Day Traders Diary
9/6/24
The major averages took it on the chin with the S&P 500 notching its worst week since March 2023, even as the August jobs report was not as dire as feared. The Dow Jones Industrial Average fell 410.34 points, or 1.01%. The S&P 500 fell 94 points or 1.7% while the Nasdaq fell 436 points or 2.55%.
The sell off was led by tech once again with Broadcom dropping 10% even as earnings were better than expected and revenue grew 47% year over year to $13.07 billion. Nvidia fell 4%, while the rest of the chips were down 3% to 2% each. Al the big cap techs fell as well with Google, Meta and Amazon down 3% or more. The VanEck Semiconductor ETF declined 4%, posting its worst week since March 2020.
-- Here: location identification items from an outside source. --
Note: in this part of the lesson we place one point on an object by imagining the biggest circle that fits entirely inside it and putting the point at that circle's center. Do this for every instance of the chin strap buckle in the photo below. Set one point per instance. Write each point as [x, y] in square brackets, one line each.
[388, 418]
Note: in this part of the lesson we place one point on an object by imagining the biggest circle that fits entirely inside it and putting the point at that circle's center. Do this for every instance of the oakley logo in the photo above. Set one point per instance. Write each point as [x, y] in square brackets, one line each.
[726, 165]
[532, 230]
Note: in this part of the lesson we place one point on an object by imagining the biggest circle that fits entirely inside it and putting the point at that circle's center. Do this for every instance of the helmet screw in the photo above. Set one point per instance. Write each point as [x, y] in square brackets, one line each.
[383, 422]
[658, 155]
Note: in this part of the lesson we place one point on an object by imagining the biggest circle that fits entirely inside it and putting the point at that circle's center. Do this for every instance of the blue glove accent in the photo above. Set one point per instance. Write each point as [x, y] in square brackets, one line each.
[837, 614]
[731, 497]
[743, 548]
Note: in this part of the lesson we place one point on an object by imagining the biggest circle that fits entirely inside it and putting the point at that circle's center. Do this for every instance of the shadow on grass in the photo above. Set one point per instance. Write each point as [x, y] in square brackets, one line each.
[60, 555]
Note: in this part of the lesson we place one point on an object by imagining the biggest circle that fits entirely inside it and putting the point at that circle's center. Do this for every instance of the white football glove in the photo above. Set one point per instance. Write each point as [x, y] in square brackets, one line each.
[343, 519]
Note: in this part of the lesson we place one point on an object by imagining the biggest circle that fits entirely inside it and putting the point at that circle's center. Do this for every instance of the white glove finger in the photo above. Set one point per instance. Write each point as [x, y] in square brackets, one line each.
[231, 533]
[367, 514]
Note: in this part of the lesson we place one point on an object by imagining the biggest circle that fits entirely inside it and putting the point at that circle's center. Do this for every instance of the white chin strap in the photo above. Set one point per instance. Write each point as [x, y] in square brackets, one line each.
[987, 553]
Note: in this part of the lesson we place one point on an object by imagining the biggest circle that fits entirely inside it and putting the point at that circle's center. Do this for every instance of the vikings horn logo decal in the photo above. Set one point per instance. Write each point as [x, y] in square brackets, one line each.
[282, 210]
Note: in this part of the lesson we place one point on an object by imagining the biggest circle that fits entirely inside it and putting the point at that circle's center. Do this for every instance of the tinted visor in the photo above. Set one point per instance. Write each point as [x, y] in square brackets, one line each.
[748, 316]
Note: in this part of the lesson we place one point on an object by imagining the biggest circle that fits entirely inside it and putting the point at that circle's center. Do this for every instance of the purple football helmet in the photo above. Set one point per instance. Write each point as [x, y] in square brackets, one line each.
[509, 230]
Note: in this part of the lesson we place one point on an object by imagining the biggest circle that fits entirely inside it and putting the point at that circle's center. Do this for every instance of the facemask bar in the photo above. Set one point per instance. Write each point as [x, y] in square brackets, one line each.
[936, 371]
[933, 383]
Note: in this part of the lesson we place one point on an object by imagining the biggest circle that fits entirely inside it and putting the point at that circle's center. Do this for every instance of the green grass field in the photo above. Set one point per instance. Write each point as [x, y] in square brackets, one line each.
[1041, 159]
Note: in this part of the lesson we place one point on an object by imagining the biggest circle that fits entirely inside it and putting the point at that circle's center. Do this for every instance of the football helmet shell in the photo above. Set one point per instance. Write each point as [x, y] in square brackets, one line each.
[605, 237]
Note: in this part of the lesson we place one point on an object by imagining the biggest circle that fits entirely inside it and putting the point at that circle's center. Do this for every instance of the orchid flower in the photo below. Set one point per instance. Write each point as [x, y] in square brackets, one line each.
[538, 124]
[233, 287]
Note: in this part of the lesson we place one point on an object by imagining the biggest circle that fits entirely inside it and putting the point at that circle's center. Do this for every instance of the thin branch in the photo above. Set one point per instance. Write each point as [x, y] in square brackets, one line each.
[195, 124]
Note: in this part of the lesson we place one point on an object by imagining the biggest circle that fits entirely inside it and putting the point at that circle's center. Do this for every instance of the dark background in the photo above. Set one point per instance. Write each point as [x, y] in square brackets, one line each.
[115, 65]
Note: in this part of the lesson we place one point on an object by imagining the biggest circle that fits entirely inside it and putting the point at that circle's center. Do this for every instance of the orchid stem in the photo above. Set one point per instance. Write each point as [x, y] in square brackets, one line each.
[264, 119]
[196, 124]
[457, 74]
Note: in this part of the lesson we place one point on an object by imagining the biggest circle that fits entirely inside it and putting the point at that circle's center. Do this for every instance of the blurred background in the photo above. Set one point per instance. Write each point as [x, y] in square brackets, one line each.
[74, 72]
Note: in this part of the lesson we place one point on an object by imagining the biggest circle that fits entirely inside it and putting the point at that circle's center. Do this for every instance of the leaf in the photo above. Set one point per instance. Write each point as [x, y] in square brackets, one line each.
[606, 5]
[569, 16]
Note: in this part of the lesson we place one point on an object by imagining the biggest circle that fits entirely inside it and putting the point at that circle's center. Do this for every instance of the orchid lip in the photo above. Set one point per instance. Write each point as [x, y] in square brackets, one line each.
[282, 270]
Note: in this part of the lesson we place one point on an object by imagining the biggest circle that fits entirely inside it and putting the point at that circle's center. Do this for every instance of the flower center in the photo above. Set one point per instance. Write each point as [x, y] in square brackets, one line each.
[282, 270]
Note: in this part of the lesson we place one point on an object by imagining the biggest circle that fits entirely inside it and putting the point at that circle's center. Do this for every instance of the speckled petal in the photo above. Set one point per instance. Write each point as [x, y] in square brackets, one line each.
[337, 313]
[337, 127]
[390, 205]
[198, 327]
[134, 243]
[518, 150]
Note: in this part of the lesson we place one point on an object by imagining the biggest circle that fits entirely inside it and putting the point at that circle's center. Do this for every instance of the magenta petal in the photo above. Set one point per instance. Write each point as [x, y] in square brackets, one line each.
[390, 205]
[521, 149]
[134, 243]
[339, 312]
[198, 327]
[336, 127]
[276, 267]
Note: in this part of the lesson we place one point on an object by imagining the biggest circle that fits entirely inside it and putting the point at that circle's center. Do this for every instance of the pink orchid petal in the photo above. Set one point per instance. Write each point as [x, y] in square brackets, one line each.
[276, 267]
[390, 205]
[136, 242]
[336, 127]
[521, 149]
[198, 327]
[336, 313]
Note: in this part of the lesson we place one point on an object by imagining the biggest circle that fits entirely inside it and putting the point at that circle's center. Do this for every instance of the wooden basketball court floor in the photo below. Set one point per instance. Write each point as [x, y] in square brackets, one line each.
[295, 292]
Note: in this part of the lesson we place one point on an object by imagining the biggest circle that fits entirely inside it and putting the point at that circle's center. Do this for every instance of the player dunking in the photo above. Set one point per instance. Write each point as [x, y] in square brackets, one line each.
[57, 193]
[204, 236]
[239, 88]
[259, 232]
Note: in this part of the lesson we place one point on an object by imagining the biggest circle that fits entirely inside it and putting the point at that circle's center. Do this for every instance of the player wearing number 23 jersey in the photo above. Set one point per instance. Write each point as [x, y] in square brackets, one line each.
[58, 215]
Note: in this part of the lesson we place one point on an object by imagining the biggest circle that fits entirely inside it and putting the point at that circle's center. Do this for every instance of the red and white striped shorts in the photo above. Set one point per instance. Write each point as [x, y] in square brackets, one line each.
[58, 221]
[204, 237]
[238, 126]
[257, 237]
The yield on the 10-year Treasury fell just one basis point to 3.72%. The 2-year Treasury yield dropped 9 basis points to 3.66%. Nonfarm payrolls grew by 142,000, versus a 161,000-gain expected by economists polled by Dow Jones. However, the unemployment rate edged down to 4.2%, in line with expectations. The economic data all week pointed to a slowing economy and the need for rate cuts to prevent and further weakening in the economy.
The modest strength in the markets was in the defensive sectors with AT&T up a percent and consumer staples and tobacco stocks with above average dividends higher as well.
On the week, the S&P 500 declined 4.3%, its worst week since March 2023. The Nasdaq shed 5.8% for its worst week since 2022, while the 30-stock Dow slumped 2.9%.